SUSQUES, un día de febrero…

      Siempre nos llegábamos hasta Salinas Grandes, con el tiempo justo para las fotos obligadas y pegar la vuelta  mientras el sol descendía a nuestras espaldas. Hacer un alto para tomar mate no era posible porque la sombra a esa altura es igual a viento y frío.      

 

Pero esta vez sería distinto, salimos temprano por la mañana de Purmamarca y cuando llegamos a Salinas el temporal de lluvias previo a esos días nos regaló un paisaje de ensueño.

 

 

Un espejismo de agua reflejaba en ellas las herramientas bostezando un sueño reparador, luego del crudo invierno de trabajo. Mesas y asientos de sal flotaban en la superficie, mientras un Chañi nevado hacia de cortinado… de un teatro sin actores.

 

Continuamos viaje, dejando atrás sal y agua, avanzando por la meseta ahora de tierra árida. Llegamos a Susques, recostado en los cerros uno de ellos nos reza… Pórtico de los Andes.  Entonces reflexiono sobre la altura y la distancia que en forma permanente acompaña al lugareño, y yo aquí me llego en la comodidad de un auto con aire para registrar imágenes como postal.

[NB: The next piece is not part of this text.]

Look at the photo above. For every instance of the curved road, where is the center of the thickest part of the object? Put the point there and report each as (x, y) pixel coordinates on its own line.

        Se me arrebata el corazón en una mezcla de respeto y vergüenza. Una vecina me cruza y regala un “buen día” y yo contengo las ganas de revolear la cámara de fotos, para alcanzarla y en un fuerte abrazo agradecerle por su clase de patria.

 

Dos cuadras… tres… en búsqueda de su famosa iglesia y un racimo de bulliciosas voces de niños me salen al cruce por una ventana, entonces una nueva reflexión. Es mes de febrero… estoy de vacaciones pero aquí los niños están en clases porque es la época del año que el tiempo les permite llegar hasta la escuela.

          Estoy frente a la iglesia y no me sorprende… he visto varias fotos de su exterior, pero al ingresar… Culpe la molestia que sentí en los ojos al cambio de luz… pero no… era la humedad que produce la emoción. Cuantos años dicen los libros?!!!… por el 1598? es decir más de tres siglos!!!

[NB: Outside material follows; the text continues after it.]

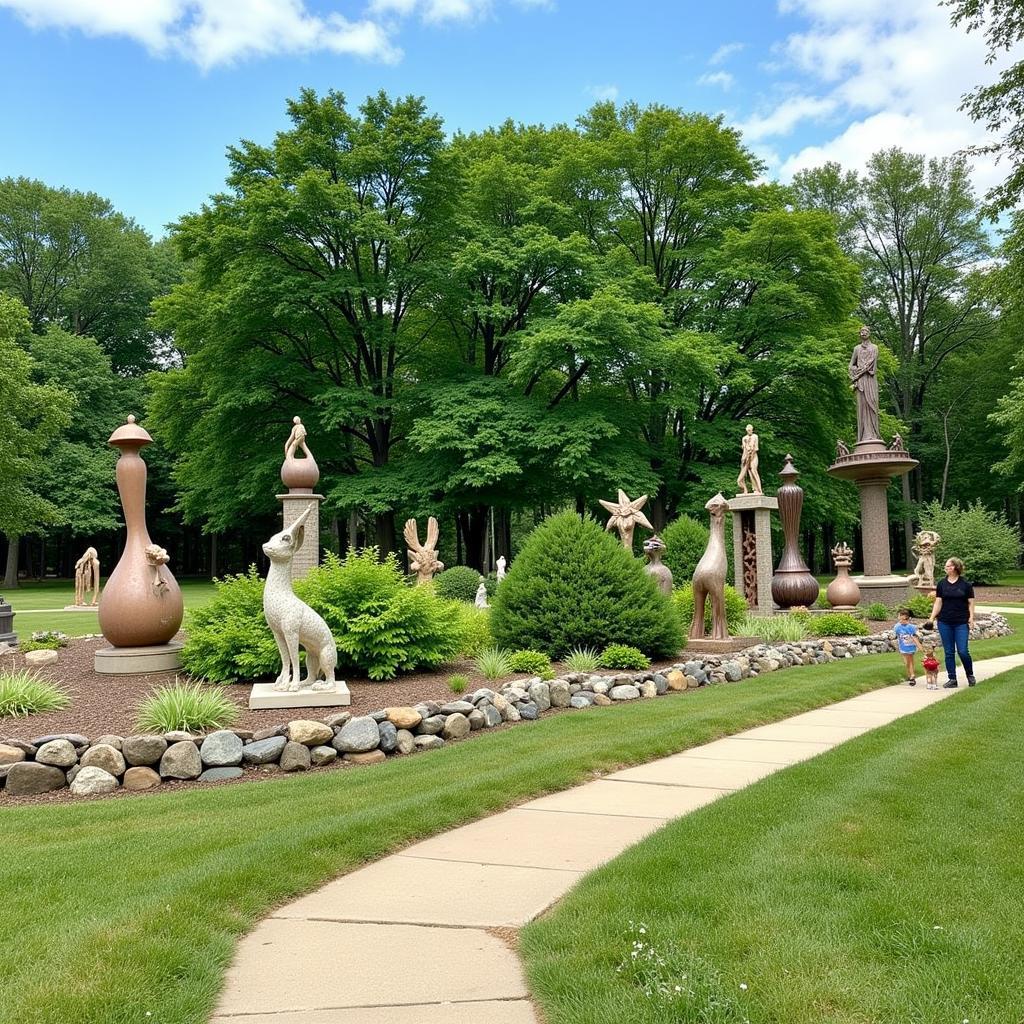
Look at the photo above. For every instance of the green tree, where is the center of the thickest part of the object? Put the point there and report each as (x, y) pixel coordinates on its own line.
(32, 416)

         Y me pregunto… ¿cuándo cruce el umbral del tiempo?

         Las paredes irregulares de adobe, las aberturas internas cual tajo en el barro y luego cubiertas con pinturas de flores, pájaros y santos. Busco los pinceles y los tarros de raíces machacadas… colores inalterables. No han de estar muy guardados… acaso, cuantos días hace que terminaron el trabajo?  Tres días… tres meses… tres siglos!!!      

          No puedo regresar sin agregar esta reflexión… en la construcción de la Iglesia Ntra. Sra. de Belén de Susques se usaron ladrillos, barro, paja, madera, arte cuzqueño, le coronaron con campanas de Chuquisaca… pero el ingrediente más valioso… el que la trajo inalterable a nuestros días… el que la preserva al futuro… es el infinito AMOR de sus fieles.